North Korea’s latest weapons launch apparently failed, Seoul says
Global News
It wasn't immediately clear what North Korea launched on Wednesday morning or at what stage it had an apparent failure.
North Korea’s latest weapons launch on Wednesday apparently ended in failure, South Korea’s military said, amid speculation that the North could soon launch its biggest long-range missile in its most significant provocation in years.
It wasn’t immediately clear what North Korea launched on Wednesday morning or at what stage it had an apparent failure. But the launch, the 10th of its kind this year, shows North Korea is determined to press ahead on its push to modernize its weapons arsenal and pressure its rivals into making concessions amid dormant denuclearization talks.
South Korean and U.S. intelligence authorities were analyzing details of the launch made from the Pyongyang region around 9:30 a.m. that apparently failed, South Korea’s Joint Chiefs of Staff said in a statement that didn’t have further details.
Experts say past failures still have moved North Korea closer to its goal of acquiring a viable nuclear arsenal that could threaten the American homeland. Of eight “Musudan” intermediate-range missiles tests in 2016, only one of those launches was seen by outside analysts as successful, which led to debates of whether North Korea’s path toward ICBMs had been cut off.
However, the North in 2017 flew more powerful intermediate-range missiles over Japan and conducted three successful test-flights of ICBMs that demonstrated a potential range to strike deep into the U.S. mainland.
If North Korea makes a new ICBM launch, it would be its highest-profile weapons tests since those tests more than four years ago.
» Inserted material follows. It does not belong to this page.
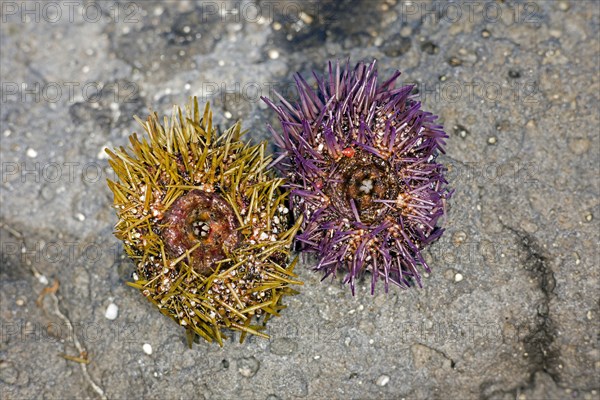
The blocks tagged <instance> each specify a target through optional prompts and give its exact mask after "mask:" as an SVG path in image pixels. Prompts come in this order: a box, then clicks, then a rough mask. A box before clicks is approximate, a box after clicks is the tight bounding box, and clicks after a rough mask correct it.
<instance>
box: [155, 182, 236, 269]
mask: <svg viewBox="0 0 600 400" xmlns="http://www.w3.org/2000/svg"><path fill="white" fill-rule="evenodd" d="M162 226H163V229H162V232H161V234H160V235H161V237H162V239H163V242H164V245H165V250H166V252H167V254H168V255H169V256H170V257H171V258H178V257H180V256H182V255H183V254H185V253H186V252H190V258H189V260H187V261H186V262H190V263H191V266H192V267H193V268H194V269H195V270H196V271H197V272H199V273H202V274H205V275H208V274H210V273H212V271H213V270H214V264H215V263H216V262H217V261H219V260H222V259H224V258H225V257H226V256H227V253H228V252H230V251H231V250H233V249H234V248H235V247H236V246H237V244H238V243H239V241H240V240H241V238H240V233H239V232H238V222H237V218H236V216H235V212H234V211H233V209H232V208H231V205H230V204H229V203H228V202H227V200H225V199H224V198H223V197H222V196H220V195H219V194H216V193H210V192H204V191H201V190H197V189H195V190H191V191H189V192H188V193H186V194H184V195H182V196H180V197H179V198H178V199H177V200H176V201H175V202H174V203H173V204H172V205H171V207H170V208H169V210H168V211H167V212H166V213H165V216H164V218H163V220H162ZM198 244H199V245H198ZM192 249H193V250H192Z"/></svg>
The U.S. and South Korean militaries said last week that North Korea had tested an ICBM system in two recent launches, referring to the developmental Hwasong-17 missile that North Korea unveiled during a military parade in October 2020.
In the two recent launches on Feb. 27 and March 5, the North Korean missiles flew medium-range distances, and experts have said North Korea could eventually perform a full-range ICBM test.